The Rev. Bryce Johnson wielded the razor blade with what might be called a sense of righteous purpose, slashing each mound of bread dough with a particular pattern. On one, the cuts looked like tic-tac-toe; on another, a half-moon. ¶ "How about yours, Brenda?" he asked, razor poised. ¶ "I want a windmill!" said Brenda Schostag. "My ancestor, Christian Schostag, came here from Prussia and built the first windmill in Minnesota, so that's my bread design." Hesitating only a moment, Johnson made a series of radiating cuts. As the soft dough sighed open, it did indeed resemble a windmill. ¶ Later, when the loaf emerged from the depths of the hellishly hot wood-fired brick oven waiting outside the church, Schostag easily claimed her loaf from among the others, much as villagers distinguished their bread from their neighbors' at communal ovens centuries ago. ¶ Today, members of White Bear Lake United Methodist Church are reviving the practice of baking bread together, the logical extension of figuratively breaking bread together. A massive wood-fired brick bread oven sits on the grounds, the result of volunteers working in small groups six days a week for 12 weeks last summer. They mixed cement, laid block, sawed rebar and cut bricks, many for the first time.

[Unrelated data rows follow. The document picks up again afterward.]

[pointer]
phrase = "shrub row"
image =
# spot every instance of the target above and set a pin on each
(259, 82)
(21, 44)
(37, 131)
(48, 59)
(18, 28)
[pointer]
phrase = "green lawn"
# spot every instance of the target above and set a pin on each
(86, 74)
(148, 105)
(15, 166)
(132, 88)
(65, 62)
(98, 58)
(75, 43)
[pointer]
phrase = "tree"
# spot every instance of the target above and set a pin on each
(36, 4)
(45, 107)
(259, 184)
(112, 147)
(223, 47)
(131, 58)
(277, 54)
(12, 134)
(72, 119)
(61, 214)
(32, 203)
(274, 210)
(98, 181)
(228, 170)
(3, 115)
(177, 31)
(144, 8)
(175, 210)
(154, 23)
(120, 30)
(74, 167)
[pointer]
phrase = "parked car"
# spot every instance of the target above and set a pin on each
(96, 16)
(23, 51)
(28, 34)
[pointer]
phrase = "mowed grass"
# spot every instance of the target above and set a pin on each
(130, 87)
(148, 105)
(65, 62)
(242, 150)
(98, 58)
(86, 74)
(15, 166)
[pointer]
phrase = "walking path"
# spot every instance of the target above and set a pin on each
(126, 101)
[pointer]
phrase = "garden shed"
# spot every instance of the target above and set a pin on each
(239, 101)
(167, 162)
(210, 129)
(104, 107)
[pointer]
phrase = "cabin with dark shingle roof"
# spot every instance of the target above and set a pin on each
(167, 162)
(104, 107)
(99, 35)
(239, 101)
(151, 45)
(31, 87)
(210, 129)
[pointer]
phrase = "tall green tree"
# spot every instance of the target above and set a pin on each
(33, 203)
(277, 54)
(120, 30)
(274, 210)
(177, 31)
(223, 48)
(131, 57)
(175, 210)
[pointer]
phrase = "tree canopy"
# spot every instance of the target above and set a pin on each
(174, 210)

"None of us had ever done something like this," said Mike Faust, a retired 3M engineer who helped guide the construction.
The volunteer labor was crucial. While congregation donations covered the $6,200 cost of materials, Faust said that calling in a professional crew for the job could have cost as much as $40,000.
In bread terms, the idea had a long fermentation. Johnson, an avid bread baker, had taken an oven-building class offered by the North House Folk School in Grand Marais several years ago. He built his own oven and then, while on sabbatical in 2009, toured communal ovens in France and Italy.
At one time, these great ovens were fired for the residents of a village or region to come and do their weekly baking. Waiting together, they chatted, traded the news of the day, laughed and gossiped. The bonds of the community deepened against the backdrop of a homely task.
But life changed. Homes grew more self-sufficient. The tradition of gathering to bake was left to the odd day of holiday lefse production at the local Lutheran church. For Johnson, the oven is a way of employing the lessons of the past to meet the very modern need of providing people with a sense of community. The oven is sort of a masonry apostle, spreading the word of a welcoming congregation, and faith.
"Daily bread is a life concept," Johnson told the parishioners gathered for a bread retreat. "The kingdom of heaven is growing among us, but not always visibly, much like yeast. Many of us have been exceedingly blessed in having our needs met every day, which compels us to try and meet others'."
Associate Pastor Brooke Heerwald Steiner said the brick oven lit a fire under her sense of hope and optimism.